10 Par contre le sororat de l'aînée est sévèrement condamné bien qu'exceptionnellement pratiqué...
11 Une union est considérée comme « mariage par enlèvement » à partir du moment où une femme, avec son consentement, a été promise à un homme. Dès l'instant où cette femme engage les travaux préparatoires à ce mariage en fabricant des nattes, l'union devient impossible avec un autre prétendant. S'il y a transgression, il faut détruire la case élevée en vue d'abriter le couple, tout détruire et nettoyer à grande eau l'emplacement et procéder à une aumône rituelle (takoté) en sacrifiant une chèvre consommée par tous les gens du campement. Par ailleurs, cette transgression provoquera la mort de huit personnes dont les parents de la femme, le religieux qui a consacré l'union et des membres de sa famille.
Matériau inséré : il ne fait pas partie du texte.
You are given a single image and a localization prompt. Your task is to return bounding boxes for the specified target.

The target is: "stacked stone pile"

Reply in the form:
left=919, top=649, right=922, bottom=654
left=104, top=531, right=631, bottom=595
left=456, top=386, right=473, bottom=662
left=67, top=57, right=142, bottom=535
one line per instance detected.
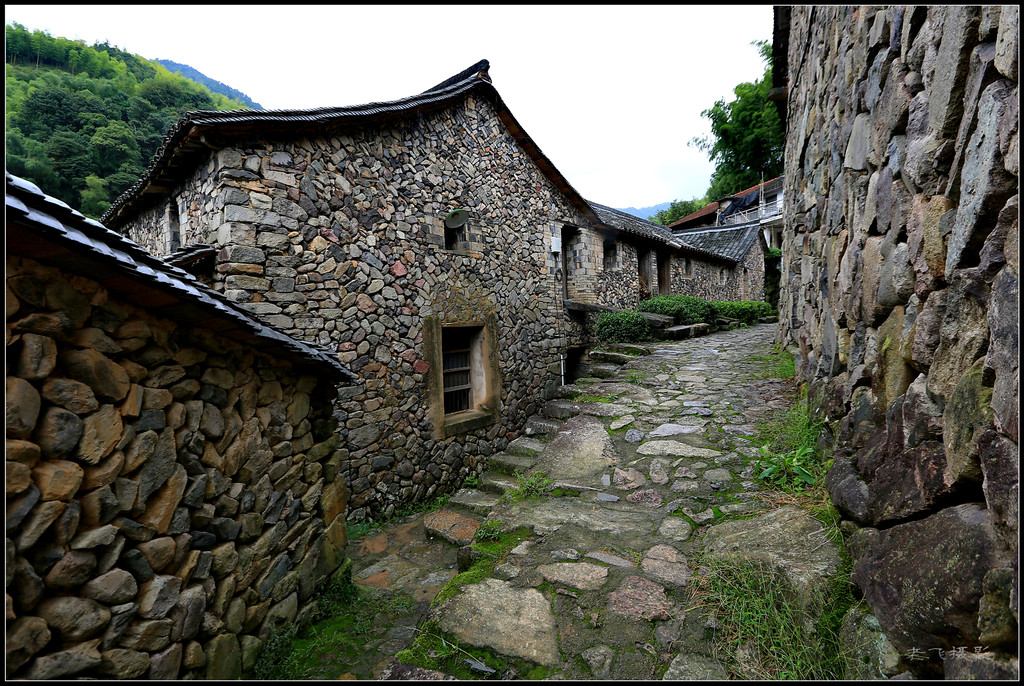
left=5, top=257, right=346, bottom=679
left=777, top=6, right=1019, bottom=677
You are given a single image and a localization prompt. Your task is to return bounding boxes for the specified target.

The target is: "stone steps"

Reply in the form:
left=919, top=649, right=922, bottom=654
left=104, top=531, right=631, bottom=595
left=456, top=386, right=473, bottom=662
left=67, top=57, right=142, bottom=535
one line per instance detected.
left=587, top=350, right=633, bottom=367
left=447, top=488, right=501, bottom=517
left=505, top=436, right=546, bottom=458
left=640, top=312, right=676, bottom=329
left=479, top=469, right=517, bottom=496
left=580, top=362, right=622, bottom=379
left=607, top=343, right=649, bottom=359
left=423, top=509, right=486, bottom=546
left=658, top=324, right=711, bottom=341
left=541, top=399, right=580, bottom=420
left=487, top=453, right=536, bottom=474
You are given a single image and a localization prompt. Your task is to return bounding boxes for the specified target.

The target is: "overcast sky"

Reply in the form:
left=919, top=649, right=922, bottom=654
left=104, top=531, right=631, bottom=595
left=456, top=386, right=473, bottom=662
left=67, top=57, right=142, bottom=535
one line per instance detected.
left=5, top=4, right=772, bottom=208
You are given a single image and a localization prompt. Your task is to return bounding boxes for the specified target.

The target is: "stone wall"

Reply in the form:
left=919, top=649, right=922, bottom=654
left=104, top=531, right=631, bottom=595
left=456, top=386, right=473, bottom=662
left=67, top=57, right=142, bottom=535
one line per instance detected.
left=778, top=6, right=1019, bottom=677
left=5, top=256, right=346, bottom=679
left=596, top=241, right=640, bottom=309
left=128, top=95, right=614, bottom=519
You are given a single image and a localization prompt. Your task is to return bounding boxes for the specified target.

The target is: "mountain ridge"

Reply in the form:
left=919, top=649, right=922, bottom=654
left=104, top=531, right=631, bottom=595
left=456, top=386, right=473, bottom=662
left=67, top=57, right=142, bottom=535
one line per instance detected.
left=154, top=59, right=263, bottom=110
left=615, top=201, right=672, bottom=219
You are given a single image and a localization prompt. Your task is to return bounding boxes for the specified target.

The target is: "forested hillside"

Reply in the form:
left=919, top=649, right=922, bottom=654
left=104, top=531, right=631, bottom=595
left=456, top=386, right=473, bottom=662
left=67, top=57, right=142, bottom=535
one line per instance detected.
left=157, top=59, right=263, bottom=110
left=6, top=24, right=247, bottom=218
12 Des animaux mãles sont également attribués mais il faut alors les transformer, par vente ou échange, en des animaux femelles qui n'appartiennent pas nécessairement à la même catégorie de bétail. Par ailleurs, la destruction ou la disparition des biens de ce type oblige à un remplacement immédiat.
13 Cf. à propos de l'akh-әdderăn l'article de C. Oxby dans ce volume et A. Bourgeot, « Le lait vivant et sa mousse : le rôle des femmes dans la circulation des biens indivis en pays touareg (Kәl Ăwãy de l'Ayr oriental, Niger), Gis, Aix-en-Provence, à paraître.